Again, I am not in the least opposed to finding a way to reduce the amount of effort required here. I am actually very mich in favor it. I would just like to see a solution that helps with *all markings* for *all notes* on *all instruments*, not just the special case of one marking (ouvert) over one note (MIDI pitch 46) for one instrument (drum set). If adding markings to notes is harder than it need be - and I agree that it is - let's fix that, and fix it for *all* cases. I believe that allowing the possibility of keyboard shortcuts for all note-attached palette items (including the new custom palette entries for 2.0) would be a huge benefit to *everyone* in *many* situations. This would include the ability to place not only articulations, but also dynamics, staff text items like arco or pizz, and more, in a single keystroke, without leaving note entry mode.

Now, if that were implemented and then someone were to argue that the special nature of how MDI works for drums means that there is an opportunity to make it even easier still for drums - say, by adding an option to the drum set editor dialog to specify a marking to be added automatically for any given defined note - I certainly would not object. Not that I am "objecting" to seeing this implemented now. I am simply arguing that simplifying the addition of markings for *all* cases should be a higher priority, and that once implemented, the need for an additional drum-set-specific facility might not seem to great.

I don't understand why you cannot find the open hihat.

I assume you are using the 5 line drumset??

On my version of MuseScore (1.3) it is in the Drum palette on the 3rd row, 1st column.

In any case the drumset can be customised: See my reply to phildriscoll below.

HTH
MIchael

In reply to by ChurchOrganist

There are several convention to notate open hihat. Two popular ones are
- using a cross notehead in a circle.
- using a cross notehead with a circle like the "ouvert" articulation on top of it.

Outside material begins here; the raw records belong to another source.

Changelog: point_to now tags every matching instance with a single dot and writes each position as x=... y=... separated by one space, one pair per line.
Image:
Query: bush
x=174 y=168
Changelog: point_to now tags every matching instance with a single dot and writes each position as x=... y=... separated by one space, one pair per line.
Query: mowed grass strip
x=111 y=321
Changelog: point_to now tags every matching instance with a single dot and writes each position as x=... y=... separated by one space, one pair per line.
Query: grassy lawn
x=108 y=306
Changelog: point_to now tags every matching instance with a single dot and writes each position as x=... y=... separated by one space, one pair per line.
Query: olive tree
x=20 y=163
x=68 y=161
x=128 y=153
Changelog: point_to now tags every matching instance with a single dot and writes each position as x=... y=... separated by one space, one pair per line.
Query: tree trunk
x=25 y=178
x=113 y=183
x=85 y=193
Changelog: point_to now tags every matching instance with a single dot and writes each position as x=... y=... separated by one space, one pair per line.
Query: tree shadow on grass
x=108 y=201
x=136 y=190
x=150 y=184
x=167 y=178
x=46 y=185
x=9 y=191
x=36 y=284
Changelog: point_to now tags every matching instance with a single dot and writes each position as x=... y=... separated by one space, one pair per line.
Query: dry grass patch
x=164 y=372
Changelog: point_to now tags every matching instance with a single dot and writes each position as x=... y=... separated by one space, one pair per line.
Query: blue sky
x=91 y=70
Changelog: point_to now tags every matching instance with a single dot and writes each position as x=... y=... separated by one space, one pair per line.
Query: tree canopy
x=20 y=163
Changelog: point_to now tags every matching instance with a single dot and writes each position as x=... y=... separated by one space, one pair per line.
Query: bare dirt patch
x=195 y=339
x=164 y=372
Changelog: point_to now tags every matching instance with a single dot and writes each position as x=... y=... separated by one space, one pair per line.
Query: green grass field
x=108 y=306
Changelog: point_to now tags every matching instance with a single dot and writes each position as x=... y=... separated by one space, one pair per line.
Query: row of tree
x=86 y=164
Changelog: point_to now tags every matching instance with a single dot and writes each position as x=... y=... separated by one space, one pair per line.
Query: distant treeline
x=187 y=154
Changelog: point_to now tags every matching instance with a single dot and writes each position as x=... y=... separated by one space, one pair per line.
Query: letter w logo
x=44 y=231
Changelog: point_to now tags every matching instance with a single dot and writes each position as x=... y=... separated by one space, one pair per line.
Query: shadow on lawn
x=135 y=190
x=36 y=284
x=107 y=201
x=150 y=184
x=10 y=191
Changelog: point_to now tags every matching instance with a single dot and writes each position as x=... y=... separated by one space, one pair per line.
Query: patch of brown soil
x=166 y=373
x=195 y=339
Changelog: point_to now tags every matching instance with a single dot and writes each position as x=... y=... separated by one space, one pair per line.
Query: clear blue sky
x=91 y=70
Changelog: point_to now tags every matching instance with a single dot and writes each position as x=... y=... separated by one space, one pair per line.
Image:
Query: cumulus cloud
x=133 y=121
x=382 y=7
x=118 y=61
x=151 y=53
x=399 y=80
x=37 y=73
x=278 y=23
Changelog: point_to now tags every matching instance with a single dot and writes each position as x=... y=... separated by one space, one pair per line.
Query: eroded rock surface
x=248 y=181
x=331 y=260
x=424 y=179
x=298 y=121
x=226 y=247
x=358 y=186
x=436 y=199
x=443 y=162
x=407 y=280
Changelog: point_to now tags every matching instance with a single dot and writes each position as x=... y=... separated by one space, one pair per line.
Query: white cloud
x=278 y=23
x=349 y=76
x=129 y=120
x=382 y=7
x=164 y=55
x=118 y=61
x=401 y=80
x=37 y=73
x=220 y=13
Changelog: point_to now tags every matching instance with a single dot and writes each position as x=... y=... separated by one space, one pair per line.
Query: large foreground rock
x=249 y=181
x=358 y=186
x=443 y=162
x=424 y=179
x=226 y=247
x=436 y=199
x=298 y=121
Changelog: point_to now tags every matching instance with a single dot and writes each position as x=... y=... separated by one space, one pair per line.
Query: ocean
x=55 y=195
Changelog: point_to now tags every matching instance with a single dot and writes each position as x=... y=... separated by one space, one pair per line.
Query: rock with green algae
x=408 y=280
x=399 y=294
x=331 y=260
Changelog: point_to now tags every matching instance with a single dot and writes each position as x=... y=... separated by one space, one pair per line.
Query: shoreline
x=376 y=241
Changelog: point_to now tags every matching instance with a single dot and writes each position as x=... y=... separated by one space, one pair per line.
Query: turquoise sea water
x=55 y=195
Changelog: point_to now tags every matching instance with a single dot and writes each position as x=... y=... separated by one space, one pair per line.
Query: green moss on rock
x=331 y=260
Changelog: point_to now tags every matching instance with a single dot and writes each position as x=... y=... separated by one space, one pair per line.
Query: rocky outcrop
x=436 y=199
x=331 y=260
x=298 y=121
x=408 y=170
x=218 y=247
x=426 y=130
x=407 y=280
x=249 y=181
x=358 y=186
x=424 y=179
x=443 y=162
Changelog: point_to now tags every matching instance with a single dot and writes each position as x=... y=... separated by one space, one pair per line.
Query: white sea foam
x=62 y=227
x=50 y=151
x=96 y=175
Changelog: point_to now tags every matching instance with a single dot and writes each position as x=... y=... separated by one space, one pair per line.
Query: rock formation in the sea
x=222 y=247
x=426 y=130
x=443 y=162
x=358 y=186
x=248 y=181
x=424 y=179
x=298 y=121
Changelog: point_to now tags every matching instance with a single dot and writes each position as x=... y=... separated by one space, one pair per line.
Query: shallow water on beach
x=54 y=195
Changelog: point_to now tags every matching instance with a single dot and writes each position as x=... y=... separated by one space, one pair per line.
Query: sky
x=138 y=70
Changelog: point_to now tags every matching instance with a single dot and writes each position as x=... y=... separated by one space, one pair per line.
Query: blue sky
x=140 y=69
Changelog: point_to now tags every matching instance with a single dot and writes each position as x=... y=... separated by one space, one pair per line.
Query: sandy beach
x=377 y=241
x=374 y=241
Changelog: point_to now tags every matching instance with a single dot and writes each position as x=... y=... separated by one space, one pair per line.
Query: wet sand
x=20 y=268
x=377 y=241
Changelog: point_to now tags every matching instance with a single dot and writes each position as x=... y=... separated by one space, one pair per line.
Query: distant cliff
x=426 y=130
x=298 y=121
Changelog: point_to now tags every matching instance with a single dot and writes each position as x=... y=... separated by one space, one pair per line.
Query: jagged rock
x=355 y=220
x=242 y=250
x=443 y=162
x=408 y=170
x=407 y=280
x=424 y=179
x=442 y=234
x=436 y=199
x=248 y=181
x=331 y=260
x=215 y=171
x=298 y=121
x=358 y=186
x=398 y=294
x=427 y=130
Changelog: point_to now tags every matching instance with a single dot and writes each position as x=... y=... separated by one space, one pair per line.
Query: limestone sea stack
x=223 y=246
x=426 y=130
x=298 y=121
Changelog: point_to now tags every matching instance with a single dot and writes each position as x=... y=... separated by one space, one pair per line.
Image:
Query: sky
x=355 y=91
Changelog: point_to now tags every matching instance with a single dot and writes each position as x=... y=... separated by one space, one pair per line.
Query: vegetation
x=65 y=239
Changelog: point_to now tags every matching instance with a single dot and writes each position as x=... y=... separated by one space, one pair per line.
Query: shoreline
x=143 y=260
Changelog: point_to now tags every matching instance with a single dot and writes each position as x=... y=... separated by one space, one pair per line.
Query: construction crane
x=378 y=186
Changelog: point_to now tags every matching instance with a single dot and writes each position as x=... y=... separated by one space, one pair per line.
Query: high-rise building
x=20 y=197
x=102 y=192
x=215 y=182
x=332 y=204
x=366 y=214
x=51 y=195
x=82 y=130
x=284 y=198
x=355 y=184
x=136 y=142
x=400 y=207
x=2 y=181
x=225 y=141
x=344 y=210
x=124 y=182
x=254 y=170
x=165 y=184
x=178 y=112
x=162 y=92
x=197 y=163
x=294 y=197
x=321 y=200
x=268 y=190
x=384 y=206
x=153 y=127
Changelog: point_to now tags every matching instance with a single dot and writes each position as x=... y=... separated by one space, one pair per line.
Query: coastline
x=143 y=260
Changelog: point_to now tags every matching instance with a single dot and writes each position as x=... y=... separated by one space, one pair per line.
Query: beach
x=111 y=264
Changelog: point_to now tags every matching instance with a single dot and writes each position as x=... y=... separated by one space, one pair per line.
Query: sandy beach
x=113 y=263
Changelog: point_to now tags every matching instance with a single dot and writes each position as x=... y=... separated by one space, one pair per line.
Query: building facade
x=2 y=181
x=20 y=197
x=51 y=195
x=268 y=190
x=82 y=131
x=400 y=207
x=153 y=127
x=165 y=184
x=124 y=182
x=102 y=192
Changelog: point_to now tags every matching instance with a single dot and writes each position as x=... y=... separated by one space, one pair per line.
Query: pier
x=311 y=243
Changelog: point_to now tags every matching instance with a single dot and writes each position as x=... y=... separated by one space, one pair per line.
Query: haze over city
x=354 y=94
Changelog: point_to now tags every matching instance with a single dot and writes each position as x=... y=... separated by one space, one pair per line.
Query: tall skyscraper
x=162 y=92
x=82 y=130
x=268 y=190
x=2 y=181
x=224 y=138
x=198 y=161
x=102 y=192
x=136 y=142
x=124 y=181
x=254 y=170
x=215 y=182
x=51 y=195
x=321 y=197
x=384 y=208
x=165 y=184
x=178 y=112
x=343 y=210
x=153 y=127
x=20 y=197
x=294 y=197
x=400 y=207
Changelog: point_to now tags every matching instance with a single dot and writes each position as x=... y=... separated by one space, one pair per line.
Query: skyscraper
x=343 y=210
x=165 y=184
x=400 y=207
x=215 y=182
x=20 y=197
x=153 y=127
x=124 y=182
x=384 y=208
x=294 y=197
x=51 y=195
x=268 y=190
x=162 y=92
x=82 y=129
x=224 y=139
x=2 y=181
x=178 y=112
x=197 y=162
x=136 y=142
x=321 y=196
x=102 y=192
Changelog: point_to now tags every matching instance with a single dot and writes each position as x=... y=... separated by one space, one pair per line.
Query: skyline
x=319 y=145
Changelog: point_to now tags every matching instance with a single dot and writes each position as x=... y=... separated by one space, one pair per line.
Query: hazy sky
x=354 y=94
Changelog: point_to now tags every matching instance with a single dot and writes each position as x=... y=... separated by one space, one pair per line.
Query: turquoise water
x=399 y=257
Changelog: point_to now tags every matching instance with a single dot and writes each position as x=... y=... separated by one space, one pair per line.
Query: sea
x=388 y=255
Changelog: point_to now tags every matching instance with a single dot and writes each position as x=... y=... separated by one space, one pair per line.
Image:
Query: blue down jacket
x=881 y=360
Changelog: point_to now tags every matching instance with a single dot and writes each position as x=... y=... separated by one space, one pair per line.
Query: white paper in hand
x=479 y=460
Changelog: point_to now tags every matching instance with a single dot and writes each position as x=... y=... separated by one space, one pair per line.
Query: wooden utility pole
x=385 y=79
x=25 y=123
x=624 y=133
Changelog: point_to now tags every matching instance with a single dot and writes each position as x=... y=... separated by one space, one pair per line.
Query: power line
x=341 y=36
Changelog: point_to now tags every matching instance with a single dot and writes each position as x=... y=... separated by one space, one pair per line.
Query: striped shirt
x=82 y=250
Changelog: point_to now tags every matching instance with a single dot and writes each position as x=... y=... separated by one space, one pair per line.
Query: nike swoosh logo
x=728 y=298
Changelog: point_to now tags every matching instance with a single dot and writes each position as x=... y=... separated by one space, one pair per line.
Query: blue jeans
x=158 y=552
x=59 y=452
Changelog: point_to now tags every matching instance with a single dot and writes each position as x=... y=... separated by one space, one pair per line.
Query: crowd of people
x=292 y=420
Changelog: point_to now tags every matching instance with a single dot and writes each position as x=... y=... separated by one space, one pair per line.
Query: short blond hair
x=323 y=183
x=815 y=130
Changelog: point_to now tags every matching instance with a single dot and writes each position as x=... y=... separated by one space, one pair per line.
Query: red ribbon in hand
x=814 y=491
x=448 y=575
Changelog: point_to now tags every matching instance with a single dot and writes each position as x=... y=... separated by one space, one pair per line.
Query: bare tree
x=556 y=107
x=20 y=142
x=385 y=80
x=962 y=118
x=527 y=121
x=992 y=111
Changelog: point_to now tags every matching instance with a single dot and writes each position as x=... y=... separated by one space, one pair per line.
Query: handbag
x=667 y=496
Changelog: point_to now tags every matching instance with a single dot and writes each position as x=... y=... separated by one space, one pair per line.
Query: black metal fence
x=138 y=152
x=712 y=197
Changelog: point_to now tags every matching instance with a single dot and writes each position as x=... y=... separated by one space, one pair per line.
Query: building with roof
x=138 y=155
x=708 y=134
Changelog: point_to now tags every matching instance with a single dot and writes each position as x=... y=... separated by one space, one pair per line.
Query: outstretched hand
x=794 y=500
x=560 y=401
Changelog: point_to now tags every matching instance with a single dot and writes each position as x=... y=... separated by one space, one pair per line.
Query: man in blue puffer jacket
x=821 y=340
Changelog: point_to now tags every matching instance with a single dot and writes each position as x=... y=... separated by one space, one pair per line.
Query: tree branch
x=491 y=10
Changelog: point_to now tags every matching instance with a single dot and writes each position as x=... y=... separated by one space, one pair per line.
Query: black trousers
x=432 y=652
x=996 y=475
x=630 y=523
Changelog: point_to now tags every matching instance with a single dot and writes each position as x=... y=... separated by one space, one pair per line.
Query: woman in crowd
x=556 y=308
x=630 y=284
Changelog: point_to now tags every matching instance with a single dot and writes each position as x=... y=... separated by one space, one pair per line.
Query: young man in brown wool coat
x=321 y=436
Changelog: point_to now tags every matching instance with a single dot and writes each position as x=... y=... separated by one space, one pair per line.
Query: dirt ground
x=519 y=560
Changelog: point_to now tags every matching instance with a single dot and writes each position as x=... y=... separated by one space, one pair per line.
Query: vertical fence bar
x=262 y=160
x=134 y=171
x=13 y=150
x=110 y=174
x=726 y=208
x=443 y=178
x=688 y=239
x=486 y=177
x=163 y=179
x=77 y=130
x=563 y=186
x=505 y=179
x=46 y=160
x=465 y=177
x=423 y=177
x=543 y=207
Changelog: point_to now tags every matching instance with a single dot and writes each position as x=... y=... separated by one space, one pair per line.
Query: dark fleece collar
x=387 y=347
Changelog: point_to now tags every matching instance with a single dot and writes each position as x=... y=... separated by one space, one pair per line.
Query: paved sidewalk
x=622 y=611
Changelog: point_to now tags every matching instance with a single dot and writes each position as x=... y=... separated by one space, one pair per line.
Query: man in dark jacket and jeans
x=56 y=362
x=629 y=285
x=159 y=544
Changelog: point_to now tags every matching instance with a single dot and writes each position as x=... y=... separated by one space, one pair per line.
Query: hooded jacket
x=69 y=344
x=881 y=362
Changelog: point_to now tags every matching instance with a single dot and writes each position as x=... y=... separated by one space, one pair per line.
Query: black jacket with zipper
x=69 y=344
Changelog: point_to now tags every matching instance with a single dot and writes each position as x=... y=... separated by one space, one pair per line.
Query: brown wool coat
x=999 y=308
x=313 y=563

In MuseScore, via a drumset, you can only create the first one. If you want to use the second one, you need to add the ouvert articulation manually.

In reply to by Nicolas

I asked a friend here in Toronto who is perhaps Toronto's busiest drummer, most styles. Here is the relevant snip from his response"

Snip::

Secondly, I don't know why that responder says there's no standardized drum notation??? It's totally standardized. Closed hats is an X usually on the E in treble clef but I've seen it on the F or G. G is usually the ride cymbal and A, the crash cymbal. Open hats is always with a circle above the X or a circle with a line through it. Closed hats have nothing unless it has an open hat preceding it, in which case the hat has a small x over the top of it.

End Snip::

Regards,

In reply to by xavierjazz

"Closed hats is an X usually on the E in treble clef but I've seen it on the F or G" - that's exactly the sort of thing I meant when I said it isn't really standardized. Not that there isn't some broad sets of parameters in place, but that different editors do things differently when it comes to specifics. And his quotes above confirm this. Different editors put a given drum on different lines, exactly as he admits. There is also variety in how note heads and stem directions are used. One common convention is to use stems up for drums played with the hands, stems down for drums played with feet. But others use stems up for cymbals and down for drums, others still use stems up for everything. And as observed elsewhere on this thread, open hi hat is sometimes notated with an articulation mark, other times with a note head. I'm sure he is perfectly aware of all this. He just doesn't seem to realize that this variation is exactly what I mean when I say there is no real standardization here.